8/10
A Serbian Farce
16 October 2012
Death of a Man in the Balkans begins with a clearly distraught man turning on a web camera in his apartment. The screen goes black, we hear a gunshot, and we are returned to the point of view of the web camera where the man's body has fallen tantalizingly just out of view. There's a knock on the door, an ordinary looking man - his neighbour - walks in and sees the man's dead body.

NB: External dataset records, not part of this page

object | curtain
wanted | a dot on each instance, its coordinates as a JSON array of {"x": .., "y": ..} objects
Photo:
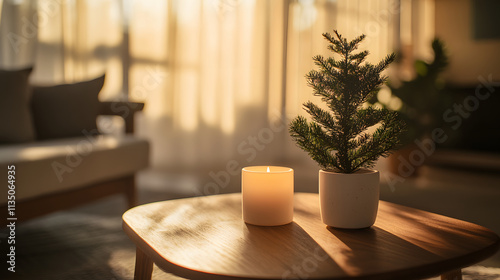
[{"x": 220, "y": 78}]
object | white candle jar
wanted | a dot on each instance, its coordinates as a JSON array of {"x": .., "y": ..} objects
[{"x": 267, "y": 195}]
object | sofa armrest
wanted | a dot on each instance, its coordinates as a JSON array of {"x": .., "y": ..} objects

So begins a series of farcical exits and entrances, including, but not limited to, neighbours, real estate agents, opportunistic funeral directors, paramedics, police, and amusingly, a pizza delivery man. Each offers their own, unguarded take on the suicide. His neighbours struggle to remember his name, but recall that he was a somewhat well-known composer, the paramedics and police are unenthusiastic and more concerned with their mobile phones than with the dead body. A real estate agent stoically tries to give a lady a tour of this apartment, despite the man's body gracing the living room floor. A pizza delivery man shows up. The composer had ordered it in advance for the assembled crowd.

All this is captured by a switched on web camera, which records unnoticed until the film's last few minutes. Thus the film is presented, convincingly, as one long unbroken shot unfolding in real time. Death of a Man in the Balkans is a funny, entertaining and original look at a man's death and various people's reactions to it. It may not be the best farce out there, but I left feeling satisfied by a film with a great premise, spot-on performances and some very funny dialogue.